North Korean leader Kim Jong Un has expressed fond recollections of Donald Trump, while simultaneously urging Washington to abandon its prerequisite for denuclearisation before resuming long-stalled diplomatic talks.
Speaking to Pyongyang’s parliament on Sunday, Mr Kim underscored his firm stance against re-engaging with rival South Korea, a crucial US ally instrumental in brokering his previous summits with Mr Trump, according to state media reports on Monday.
Cooperation between South Korea and North Korea largely ceased following the collapse of Mr Kim’s second summit with Mr Trump in 2019, which faltered over disagreements concerning US-led sanctions against the North.
Tensions on the Korean Peninsula have since escalated, fuelled by Mr Kim’s accelerated weapons development and his alignment with Russia amid the war in Ukraine.

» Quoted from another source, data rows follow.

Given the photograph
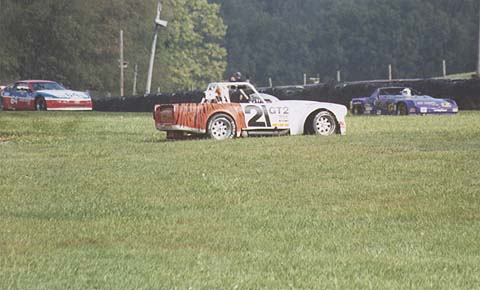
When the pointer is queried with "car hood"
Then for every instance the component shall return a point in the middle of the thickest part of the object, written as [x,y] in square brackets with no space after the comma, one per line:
[63,94]
[432,102]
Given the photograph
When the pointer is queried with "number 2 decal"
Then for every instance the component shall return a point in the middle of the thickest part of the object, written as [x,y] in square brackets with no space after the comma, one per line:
[260,111]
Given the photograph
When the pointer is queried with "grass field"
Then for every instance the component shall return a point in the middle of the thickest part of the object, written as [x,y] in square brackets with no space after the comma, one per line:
[101,201]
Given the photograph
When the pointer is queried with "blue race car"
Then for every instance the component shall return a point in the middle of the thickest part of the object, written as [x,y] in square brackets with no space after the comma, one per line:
[401,101]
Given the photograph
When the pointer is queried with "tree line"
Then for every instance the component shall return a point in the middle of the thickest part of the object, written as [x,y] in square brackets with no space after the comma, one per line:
[76,41]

These remarks coincide with South Korean President Lee Jae Myung’s departure for the UN General Assembly in New York, where he is expected to address nuclear tensions and advocate for North Korea to return to negotiations.

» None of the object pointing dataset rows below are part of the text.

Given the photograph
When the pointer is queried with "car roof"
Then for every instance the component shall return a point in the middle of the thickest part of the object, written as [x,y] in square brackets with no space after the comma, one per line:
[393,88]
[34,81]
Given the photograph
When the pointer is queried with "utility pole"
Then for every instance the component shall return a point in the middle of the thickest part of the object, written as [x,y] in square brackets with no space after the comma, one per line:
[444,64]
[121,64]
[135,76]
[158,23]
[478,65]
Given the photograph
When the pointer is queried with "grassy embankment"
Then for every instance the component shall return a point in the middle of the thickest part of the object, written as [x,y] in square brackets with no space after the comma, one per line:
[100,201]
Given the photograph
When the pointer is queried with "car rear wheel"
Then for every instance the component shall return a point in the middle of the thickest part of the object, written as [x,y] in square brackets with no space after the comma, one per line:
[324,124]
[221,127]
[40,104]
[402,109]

Mr Trump is also slated to visit South Korea next month for the Asia-Pacific Economic Cooperation summit.

This has prompted media speculation about a potential meeting between him and Mr Kim at the inter-Korean border, reminiscent of their third encounter in 2019, which ultimately failed to salvage their nuclear diplomacy efforts.
During his latest speech at the Supreme People’s Assembly, Kim reiterated that he would never give up his nuclear weapons program, which experts say he sees as his strongest guarantee of survival and the extension of his family’s dynastic rule.

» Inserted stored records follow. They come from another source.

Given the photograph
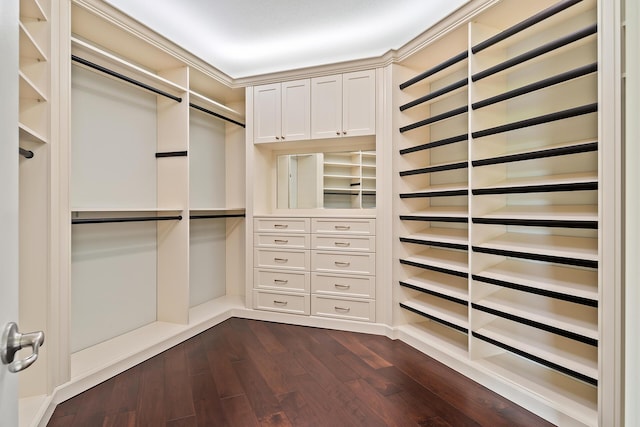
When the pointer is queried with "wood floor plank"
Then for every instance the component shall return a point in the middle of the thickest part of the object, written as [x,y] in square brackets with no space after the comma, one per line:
[150,402]
[176,379]
[251,373]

“The world already knows well what the United States does after forcing other countries to give up their nuclear weapons and disarm,” Kim said. “We will never lay down our nuclear weapons (… )There will be no negotiations, now or ever, about trading anything with hostile countries in exchange for lifting sanctions.”
He said he still holds “good personal memories” of Trump from their first meetings and that there is “no reason not to” resume talks with the United States if Washington “abandons its delusional obsession with denuclearisation.”
Kim has stepped up testing activities in recent years, demonstrating weapons of various ranges designed to strike US allies in Asia and the US mainland.
Analysts say Kim’s nuclear push is aimed at eventually pressuring Washington to accept the idea of the North as a nuclear power and to negotiate economic and security concessions from a position of strength.

Kim is also trying to bolster his leverage by strengthening cooperation with traditional allies Russia and China, in an emerging partnership aimed at undercutting US influence.
He has sent thousands of troops and huge supplies of military equipment to Russia to help support President Vladimir Putin’s war in Ukraine.
He visited Beijing earlier this month, sharing the spotlight with Chinese President Xi Jinping and Putin at a massive military parade.
Experts say Kim’s rare foreign trip was likely intended to boost his leverage ahead of a potential resumption of talks with the United States.
There’s growing concern in Seoul that it could lose its voice in future efforts to defuse the nuclear standoff on the peninsula, as the North seeks to negotiate directly with the United States.
Such fears were amplified last year when Kim declared that he was abandoning North Korea’s long-standing goal of peaceful unification with South Korea and ordered a rewriting of the North’s constitution to cement the South as a permanent enemy.